Psicólogos forenses ajudam a explicar o que pensa, como reage ou onde se prefere esconder um foragido à Justiça como Pedro João Dias, o alegado homicida de Aguiar da Beira. “É um indivíduo que, mesmo encurralado, não se irá entregar”

Pedro João Dias é um homem perigoso e pode tornar-se ainda mais a cada dia que passa escondido das autoridades. Dois psicólogos forenses ouvidos pelo Expresso, Paulo Sargento Santos e Mauro Paulino, sabem do que falam. Ambos os especialistas estão há muito rotinados na análise psicológica a homicidas, violadores ou sequestradores e já viram este filme várias vezes.
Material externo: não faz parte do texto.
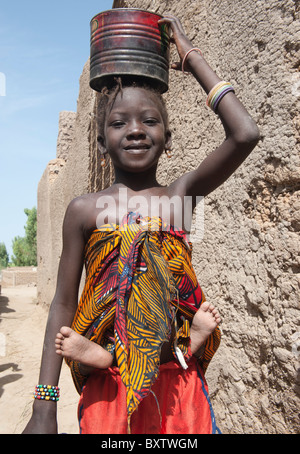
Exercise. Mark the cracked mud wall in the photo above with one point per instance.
(248, 259)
Paulo Sargento Santos, neuropsicólogo clínico e forense, defende que não há apenas um padrão de fuga, mas padrões dependentes do perfil do evadido. No caso de Pedro João Dias — o fugitivo de Aguiar da Beira (Guarda) que terá assassinado um militar da GNR e um civil na última terça-feira de madrugada —, o diagnóstico aponta para “uma psicopatia violenta”. Para este especialista, o modelo de fuga do suspeito de duplo homicídio indicia que ele entrou em desespero quando se apercebeu que não tinha consigo a carta de condução, após abater e ferir gravemente os dois militares da GNR.